Paus Fransiskus telah berpulang, namun semangatnya menjadi warisan. Warisan yang menunggu untuk diterjemahkan dalam tindakan-tindakan kecil: mengulurkan tangan, memaafkan yang bersalah, dan menyebarkan senyum. Sebagaimana sabda Nabi:
تَبَسُّمُكَ فِي وَجْهِ أَخِيكَ صَدَقَةٌ" (رواه “الترمذي) "Senyummu kepada saudaramu adalah sedekah." (HR. Tirmidzi)
Kini, ketika dunia kehilangan satu juru damai, maka setiap kita ditantang untuk mengambil peran. Janganlah menunggu menjadi besar untuk berbuat baik. Karena damai, persaudaraan, dan kemanusiaan adalah tugas seumur hidup.
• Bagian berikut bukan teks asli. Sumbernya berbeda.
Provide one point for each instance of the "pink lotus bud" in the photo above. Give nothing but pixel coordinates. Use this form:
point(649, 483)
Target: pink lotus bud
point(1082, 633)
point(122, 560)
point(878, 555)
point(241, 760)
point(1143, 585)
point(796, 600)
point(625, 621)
Kita tidak bisa menyelamatkan dunia, tapi kita bisa menjadi sebab satu jiwa tetap hidup dalam cinta.
وَجَعَلْنَا مِنْكُمْ أُمَّةً وَسَطًا" (البقرة: 143)” "Dan Kami jadikan kamu umat pertengahan..." (QS. Al-Baqarah: 143)
Jadilah juru damai. Meski tanpa panggung. Meski tanpa sorot cahaya. Karena cahaya sejati adalah yang bersinar dari dalam hati.
Kesimpulan dan Penutup
Di tengah dunia yang penuh gejolak dan luka kemanusiaan, peran juru damai menjadi sangat krusial.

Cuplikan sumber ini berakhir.